Die wunderbare süß-saure Frucht hat aktuell noch Saison und was in heimischen Gärten gerade wächst, wird in den Küchen unserer Gefilde zeitnah verarbeitet. So begegneten wir der Himmelstorte eher zufällig bei einem Sommerfest, wo sie im Rahmen eines Kuchenwettbewerbs an den Start ging. glücklicherweise saßen wir in der Jury des Komitees und durften so nicht nur die Optik, sondern auch den Geschmack bewerten – Gott sei Dank!

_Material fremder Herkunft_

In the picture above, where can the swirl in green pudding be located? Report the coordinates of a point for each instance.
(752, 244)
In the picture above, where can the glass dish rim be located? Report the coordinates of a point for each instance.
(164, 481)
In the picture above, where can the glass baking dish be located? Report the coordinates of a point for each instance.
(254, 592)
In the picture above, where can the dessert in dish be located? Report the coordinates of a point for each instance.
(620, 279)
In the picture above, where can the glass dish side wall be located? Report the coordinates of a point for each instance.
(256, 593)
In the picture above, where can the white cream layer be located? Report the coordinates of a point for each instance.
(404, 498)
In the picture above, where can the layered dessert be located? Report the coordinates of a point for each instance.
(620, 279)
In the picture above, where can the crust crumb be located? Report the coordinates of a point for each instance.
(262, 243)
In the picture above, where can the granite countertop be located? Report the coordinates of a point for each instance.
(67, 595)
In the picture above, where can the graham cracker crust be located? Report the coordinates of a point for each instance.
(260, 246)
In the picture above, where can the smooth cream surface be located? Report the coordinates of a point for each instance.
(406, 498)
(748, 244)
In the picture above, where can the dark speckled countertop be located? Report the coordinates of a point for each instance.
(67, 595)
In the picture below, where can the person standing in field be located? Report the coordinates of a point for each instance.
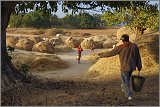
(129, 59)
(79, 50)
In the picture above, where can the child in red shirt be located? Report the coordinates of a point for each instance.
(79, 50)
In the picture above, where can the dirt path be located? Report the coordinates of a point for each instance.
(74, 71)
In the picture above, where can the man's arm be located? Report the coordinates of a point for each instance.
(113, 52)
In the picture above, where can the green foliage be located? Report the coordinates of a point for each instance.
(82, 21)
(36, 19)
(137, 18)
(33, 19)
(24, 68)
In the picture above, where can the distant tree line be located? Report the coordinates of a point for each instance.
(137, 18)
(38, 19)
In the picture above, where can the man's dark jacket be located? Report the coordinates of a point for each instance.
(128, 54)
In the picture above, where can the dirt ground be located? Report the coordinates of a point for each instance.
(67, 87)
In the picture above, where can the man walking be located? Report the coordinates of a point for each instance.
(129, 59)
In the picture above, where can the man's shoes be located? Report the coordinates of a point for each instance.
(129, 98)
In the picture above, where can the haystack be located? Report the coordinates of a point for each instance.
(25, 44)
(45, 47)
(48, 63)
(87, 43)
(63, 49)
(35, 39)
(105, 67)
(12, 41)
(109, 43)
(71, 42)
(126, 30)
(57, 40)
(98, 44)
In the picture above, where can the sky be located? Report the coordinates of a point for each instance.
(60, 14)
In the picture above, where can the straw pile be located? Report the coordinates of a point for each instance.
(25, 44)
(11, 41)
(44, 46)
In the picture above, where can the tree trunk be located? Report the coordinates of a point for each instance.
(9, 73)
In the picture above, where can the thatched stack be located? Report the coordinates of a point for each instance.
(87, 43)
(35, 39)
(11, 41)
(25, 44)
(45, 47)
(57, 40)
(109, 43)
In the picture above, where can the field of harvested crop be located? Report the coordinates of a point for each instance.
(61, 81)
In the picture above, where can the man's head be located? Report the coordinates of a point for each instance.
(125, 38)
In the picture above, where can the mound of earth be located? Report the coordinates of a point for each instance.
(44, 46)
(25, 44)
(149, 55)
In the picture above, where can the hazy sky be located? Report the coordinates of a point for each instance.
(60, 14)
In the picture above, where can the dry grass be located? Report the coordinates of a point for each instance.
(29, 31)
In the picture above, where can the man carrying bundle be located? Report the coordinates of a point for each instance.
(129, 59)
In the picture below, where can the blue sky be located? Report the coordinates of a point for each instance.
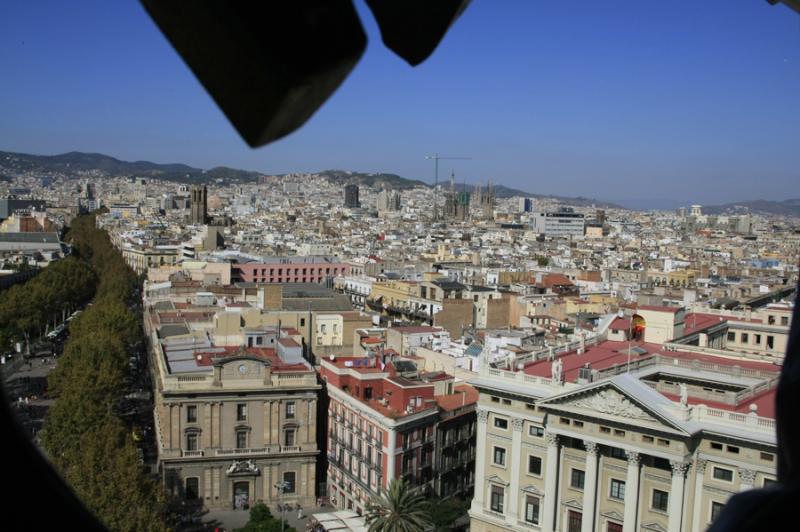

Beim anschließenden Kaffeeklatsch fragten wir Simone nach dem Rezept der zu DDR-Zeiten typischen Sommer-Kaffeekränzchen-Torte. Und konnten es erfolgreich in Erfahrung bringen! Nachgebacken haben wir die Himmelstorte zwar noch nicht, aber das Rezept bekommt ihr jetzt trotzdem. Schließlich wissen wir schon, wie gut sie schmeckt, wenn man sie backen kann:

So gehts:

Vorbereitungszeit: 30 Minuten
Kochzeit: 30 Minuten
Gesamtzeit: 1 Stunde
Kategorie: Torten, Kuchen
Cuisine: Deutsch
Portionen: 1

Zutaten:
  • 4 Eier
  • 100g Butter
  • 300g Zucker
  • 4 EL Milch
  • 225g Mehl
  • 1 Pck. Vanillezucker
  • Mandelblättchen
  • 1 (Glas) Stachelbeeren (im Sieb abtropfen lassen)
  • 400ml Cremefine (funktioniert besser als der Klassiker Schlagsahne)
  • 2 runde Backformen gleicher Größe (30 cm)

Anleitung:

  1. Die Eier werden getrennt und das Eiweiß wird anschließend mit 200 g Zucker und Vanillezucker steif geschlagen.
  2. Jetzt nehmt ihr eine separate Schüssel, in der ihr die Butter mit 100 g Zucker schaumig rührt. Diesem Schaum rührt ihr nach und nach das Eigelb sowie die Milch unter. Diese Masse bitte immer noch schön schaumig rühren!
  3. Anschließend mischt ihr Mehl und Backpulver und zieht dieses Gemisch unter den Butter-Zucker-Eigelb-Milch-Schaum. Spätestens jetzt solltet ihr euren Ofen vorheizen. Das Original-Rezept sagt 180 Grad, Simone kennt ihren Ofen besser und nimmt 160 Grad.
  4. Nun steht das Präparieren der 2 Backformen an: mit Backpapier auskleiden.
  5. Den entstandenen Teig teilt ihr jetzt auf die beiden Backformen auf und streicht ihn glatt. Auf die Böden verteilt ihr nun den Eischnee und bildet mit dem Löffel Wellen. Darauf streut ihr dann die Mandelblättchen und schiebt das Ganze in den Backofen. Das Rezept sagt 25 bis 30 Minuten. Simone sagt: „Bis sie goldgelb sind.“
  6. Ob ihr die Böden nach 25 Minuten raus nehmt oder wenn sie goldgelb sind, überlassen wir euch. Auf jeden Fall geht es nach dem Ofen so weiter:
  7. Böden auskühlen lassen & Stachelbeer-Creme zubereiten: Cremefine steif schlagen und die Stachelbeeren vorsichtig unterheben. Auf einem der beiden (ausgekühlten!!) Böden verteilt ihr nun die Stachelbeer-Creme. Den zweiten Boden schneidet ihr vor – wie ihr die Stücke später anschneiden möchtet – und setzt ihn dann auf die Creme-Schicht oben drauf.
  8. Warum das vorherige Anschneiden des zweiten Bodens? Weil ihr sonst die ganze Creme an den Seiten rausdrückt, wenn ihr die Himmelstorte anschneidet – probiert es aus, dann wisst ihr, was Simone meint.
  9. Noch ein kleiner Tipp von ihr: Sie bäckt die Böden oft auch schon einen Tag vorher.

 Vielen Dank an Simone für das Rezept und euch viel Spaß beim Nachbacken!